One way to try and engender such exotic states of matter is to grow artificial materials by depositing very thin superconducting and ferromagnetic films (a few nm thick) on top of one another. In this way the properties of the final structure can be tuned, sometimes leading it to exhibit behaviours that have never been found in naturally occurring bulk materials. The production of artificial materials can be taken a step further if one also patterns such thin film materials in the plane of the film using advanced electron beam lithography technology. Such an approach could lead not only to the discovery of interesting new quantum phases, but could also to useful properties that could be exploited in future technologies, such as quantum computing.
In this project we have brought together a team of experts with a diverse range of skills that can grow, pattern, measure and undertake theoretical studies on the type of nanostructured materials discussed above. One particularly novel aspect of our approach is the use of powerful imaging techniques involving neutron, muons, X-rays and bespoke scanning magnetic sensors to gain unique insights into both the basic physics at play in systems exhibiting odd-frequency triplet superconductivity as well as the relation between the detailed magnetic and physical structures and their exotic properties.
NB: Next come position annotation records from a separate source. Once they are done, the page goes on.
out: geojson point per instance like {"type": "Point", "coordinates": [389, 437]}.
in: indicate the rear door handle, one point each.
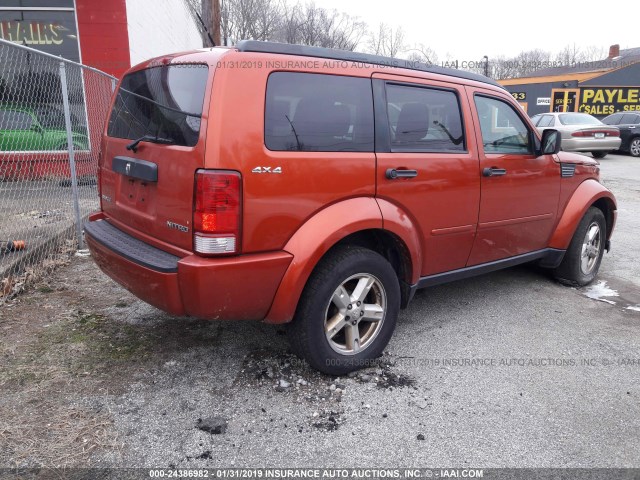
{"type": "Point", "coordinates": [392, 173]}
{"type": "Point", "coordinates": [493, 172]}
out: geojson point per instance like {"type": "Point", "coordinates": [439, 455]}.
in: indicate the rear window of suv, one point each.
{"type": "Point", "coordinates": [318, 113]}
{"type": "Point", "coordinates": [160, 104]}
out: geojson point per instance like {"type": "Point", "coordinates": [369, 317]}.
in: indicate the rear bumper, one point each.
{"type": "Point", "coordinates": [233, 288]}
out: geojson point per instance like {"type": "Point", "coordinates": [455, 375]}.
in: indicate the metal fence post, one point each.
{"type": "Point", "coordinates": [72, 160]}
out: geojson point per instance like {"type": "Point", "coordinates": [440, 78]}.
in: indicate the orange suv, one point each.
{"type": "Point", "coordinates": [321, 188]}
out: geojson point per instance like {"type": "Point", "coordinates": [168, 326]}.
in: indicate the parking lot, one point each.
{"type": "Point", "coordinates": [510, 369]}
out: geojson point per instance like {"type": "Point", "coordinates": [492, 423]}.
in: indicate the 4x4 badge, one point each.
{"type": "Point", "coordinates": [277, 170]}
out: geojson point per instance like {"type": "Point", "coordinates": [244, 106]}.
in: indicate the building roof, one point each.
{"type": "Point", "coordinates": [581, 70]}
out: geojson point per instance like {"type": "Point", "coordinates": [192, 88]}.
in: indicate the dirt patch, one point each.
{"type": "Point", "coordinates": [57, 349]}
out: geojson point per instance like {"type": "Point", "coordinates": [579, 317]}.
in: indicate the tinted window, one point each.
{"type": "Point", "coordinates": [578, 119]}
{"type": "Point", "coordinates": [612, 119]}
{"type": "Point", "coordinates": [630, 118]}
{"type": "Point", "coordinates": [318, 113]}
{"type": "Point", "coordinates": [12, 120]}
{"type": "Point", "coordinates": [424, 119]}
{"type": "Point", "coordinates": [546, 121]}
{"type": "Point", "coordinates": [162, 103]}
{"type": "Point", "coordinates": [503, 131]}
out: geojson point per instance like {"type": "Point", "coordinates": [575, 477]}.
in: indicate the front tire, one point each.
{"type": "Point", "coordinates": [582, 260]}
{"type": "Point", "coordinates": [347, 311]}
{"type": "Point", "coordinates": [634, 147]}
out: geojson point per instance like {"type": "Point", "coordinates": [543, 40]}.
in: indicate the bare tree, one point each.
{"type": "Point", "coordinates": [569, 55]}
{"type": "Point", "coordinates": [386, 41]}
{"type": "Point", "coordinates": [422, 53]}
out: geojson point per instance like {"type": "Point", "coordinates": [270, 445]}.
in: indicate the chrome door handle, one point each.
{"type": "Point", "coordinates": [392, 173]}
{"type": "Point", "coordinates": [493, 172]}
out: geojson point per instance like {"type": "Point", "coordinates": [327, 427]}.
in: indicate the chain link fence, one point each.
{"type": "Point", "coordinates": [52, 114]}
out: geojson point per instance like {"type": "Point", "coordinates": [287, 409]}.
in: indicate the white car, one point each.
{"type": "Point", "coordinates": [580, 132]}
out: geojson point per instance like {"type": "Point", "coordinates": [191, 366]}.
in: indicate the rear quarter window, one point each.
{"type": "Point", "coordinates": [318, 113]}
{"type": "Point", "coordinates": [162, 103]}
{"type": "Point", "coordinates": [424, 119]}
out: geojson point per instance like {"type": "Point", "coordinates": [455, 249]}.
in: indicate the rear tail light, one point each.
{"type": "Point", "coordinates": [217, 212]}
{"type": "Point", "coordinates": [592, 133]}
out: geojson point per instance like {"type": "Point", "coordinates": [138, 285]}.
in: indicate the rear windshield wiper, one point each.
{"type": "Point", "coordinates": [148, 138]}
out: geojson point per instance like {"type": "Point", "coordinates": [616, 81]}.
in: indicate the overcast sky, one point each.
{"type": "Point", "coordinates": [468, 30]}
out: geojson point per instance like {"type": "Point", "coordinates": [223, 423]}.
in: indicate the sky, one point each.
{"type": "Point", "coordinates": [469, 30]}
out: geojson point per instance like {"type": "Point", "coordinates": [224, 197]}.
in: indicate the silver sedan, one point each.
{"type": "Point", "coordinates": [580, 132]}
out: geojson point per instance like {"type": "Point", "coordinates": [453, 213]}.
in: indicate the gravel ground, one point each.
{"type": "Point", "coordinates": [506, 370]}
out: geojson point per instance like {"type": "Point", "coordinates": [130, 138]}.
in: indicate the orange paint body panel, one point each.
{"type": "Point", "coordinates": [298, 203]}
{"type": "Point", "coordinates": [312, 241]}
{"type": "Point", "coordinates": [233, 288]}
{"type": "Point", "coordinates": [587, 193]}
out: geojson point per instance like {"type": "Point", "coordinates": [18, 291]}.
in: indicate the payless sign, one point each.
{"type": "Point", "coordinates": [608, 100]}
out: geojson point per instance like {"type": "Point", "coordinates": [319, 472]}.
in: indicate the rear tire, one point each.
{"type": "Point", "coordinates": [634, 147]}
{"type": "Point", "coordinates": [582, 259]}
{"type": "Point", "coordinates": [347, 311]}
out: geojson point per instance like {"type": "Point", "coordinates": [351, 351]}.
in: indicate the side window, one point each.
{"type": "Point", "coordinates": [318, 113]}
{"type": "Point", "coordinates": [503, 131]}
{"type": "Point", "coordinates": [12, 120]}
{"type": "Point", "coordinates": [613, 119]}
{"type": "Point", "coordinates": [629, 118]}
{"type": "Point", "coordinates": [546, 121]}
{"type": "Point", "coordinates": [424, 119]}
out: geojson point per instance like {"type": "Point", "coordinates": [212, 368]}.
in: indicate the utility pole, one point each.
{"type": "Point", "coordinates": [216, 23]}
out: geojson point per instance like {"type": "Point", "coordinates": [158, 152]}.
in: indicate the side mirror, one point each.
{"type": "Point", "coordinates": [550, 143]}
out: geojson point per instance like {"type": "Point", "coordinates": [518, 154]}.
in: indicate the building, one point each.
{"type": "Point", "coordinates": [110, 35]}
{"type": "Point", "coordinates": [598, 88]}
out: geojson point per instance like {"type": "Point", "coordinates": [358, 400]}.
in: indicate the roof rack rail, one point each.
{"type": "Point", "coordinates": [344, 55]}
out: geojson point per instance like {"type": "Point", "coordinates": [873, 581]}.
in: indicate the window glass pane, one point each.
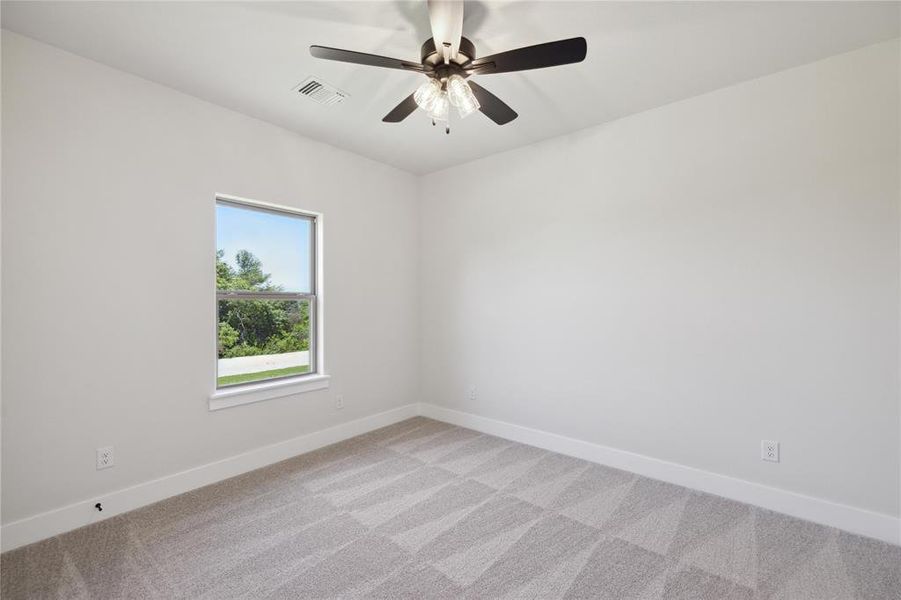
{"type": "Point", "coordinates": [263, 250]}
{"type": "Point", "coordinates": [262, 339]}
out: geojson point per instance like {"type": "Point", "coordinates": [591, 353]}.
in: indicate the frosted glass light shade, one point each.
{"type": "Point", "coordinates": [426, 94]}
{"type": "Point", "coordinates": [460, 95]}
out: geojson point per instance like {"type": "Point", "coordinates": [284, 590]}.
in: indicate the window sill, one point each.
{"type": "Point", "coordinates": [256, 392]}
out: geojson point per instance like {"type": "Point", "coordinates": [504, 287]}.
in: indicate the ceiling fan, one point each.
{"type": "Point", "coordinates": [448, 59]}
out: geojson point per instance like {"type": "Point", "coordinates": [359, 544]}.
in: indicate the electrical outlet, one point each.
{"type": "Point", "coordinates": [769, 450]}
{"type": "Point", "coordinates": [105, 458]}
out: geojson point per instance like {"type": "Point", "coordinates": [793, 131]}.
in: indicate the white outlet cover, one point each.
{"type": "Point", "coordinates": [769, 450]}
{"type": "Point", "coordinates": [105, 458]}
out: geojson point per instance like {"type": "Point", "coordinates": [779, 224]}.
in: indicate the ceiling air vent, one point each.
{"type": "Point", "coordinates": [323, 93]}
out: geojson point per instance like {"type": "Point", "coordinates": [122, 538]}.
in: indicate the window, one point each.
{"type": "Point", "coordinates": [266, 295]}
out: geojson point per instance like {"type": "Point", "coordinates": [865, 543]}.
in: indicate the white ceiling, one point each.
{"type": "Point", "coordinates": [248, 56]}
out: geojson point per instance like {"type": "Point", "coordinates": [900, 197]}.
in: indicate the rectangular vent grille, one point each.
{"type": "Point", "coordinates": [321, 92]}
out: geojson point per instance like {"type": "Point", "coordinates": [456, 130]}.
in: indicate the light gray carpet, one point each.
{"type": "Point", "coordinates": [426, 510]}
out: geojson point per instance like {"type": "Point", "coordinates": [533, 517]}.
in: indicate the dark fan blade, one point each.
{"type": "Point", "coordinates": [551, 54]}
{"type": "Point", "coordinates": [361, 58]}
{"type": "Point", "coordinates": [493, 107]}
{"type": "Point", "coordinates": [401, 111]}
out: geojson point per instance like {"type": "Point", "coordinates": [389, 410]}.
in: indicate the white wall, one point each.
{"type": "Point", "coordinates": [688, 281]}
{"type": "Point", "coordinates": [108, 237]}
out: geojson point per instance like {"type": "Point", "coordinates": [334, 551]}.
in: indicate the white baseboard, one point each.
{"type": "Point", "coordinates": [855, 520]}
{"type": "Point", "coordinates": [54, 522]}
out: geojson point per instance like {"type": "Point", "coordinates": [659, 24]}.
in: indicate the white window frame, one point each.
{"type": "Point", "coordinates": [317, 378]}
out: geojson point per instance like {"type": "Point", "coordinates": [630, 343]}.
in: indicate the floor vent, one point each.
{"type": "Point", "coordinates": [321, 92]}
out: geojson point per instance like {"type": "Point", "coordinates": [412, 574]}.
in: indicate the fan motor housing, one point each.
{"type": "Point", "coordinates": [430, 56]}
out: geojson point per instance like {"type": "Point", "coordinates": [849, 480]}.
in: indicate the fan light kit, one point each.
{"type": "Point", "coordinates": [448, 59]}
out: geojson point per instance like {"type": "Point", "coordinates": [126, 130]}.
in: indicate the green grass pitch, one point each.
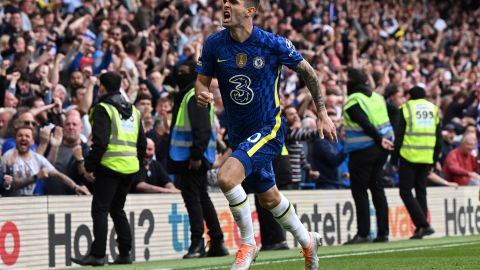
{"type": "Point", "coordinates": [440, 253]}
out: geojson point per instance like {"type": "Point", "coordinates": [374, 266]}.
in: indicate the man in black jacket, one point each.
{"type": "Point", "coordinates": [190, 157]}
{"type": "Point", "coordinates": [367, 141]}
{"type": "Point", "coordinates": [119, 144]}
In the initial part of the project we have collected extensive neutron. Muon and x-ray data. The PDRA will work on the analysis of this data and contribute to the experimental programme contained within the project.
As the projects contains world class expertise in all aspects of the materials discovery pipeline (material growth, fabrication, characterisation and theory) there are excellent opportunities for training and professional development both within ISIS and the wider project.
List of Duties / Work Programme / Responsibilities
A full-time vacancy exists as a post-doctoral researcher within the nanomagnetism research group which resides within the large scale structures group. The group has a 12 month position in the EPSRC funded project: Novel Coherent Electronic States in Artificial Ferromagnetic-Superconducting Hybrid Metamaterials. The project is part of a consortium consisting of St. Andrews, Leeds, Bath and Royal Holloway
In addition to the project the nanomagnetism group has strong collaborative research projects in a wide range of superconductivity and magnetism across the periodic table. The post is focused on exploiting neutron (and complementary) techniques to provide a quantitative nanoscale understanding of triplet superconducting materials. For the successful candidate, the position represents an excellent opportunity to develop both collaborative and personal scientific research programmes exploiting the capabilities of reflectometry (and complementary techniques) in the areas of nanoscale superconductivity and/or magnetism.
Contacts and Communication
You will interact extensively with visitors both from higher education institutions and industry. External representation will involve presentation of their scientific work at conference.
Personal Skills and Attributes
The position requires • A PhD in hard condensed matter specifically in superconductivity and/or nanoscale magnetism or extensive relevant experience. • Further post-doctoral experience is desirable but not essential. Practical experience of neutron or X-ray techniques in superconductivity/magnetism is essential. • Practical experience of polarised neutron reflectivity data analysis is essential. • Good interpersonal and presentation skills are also required.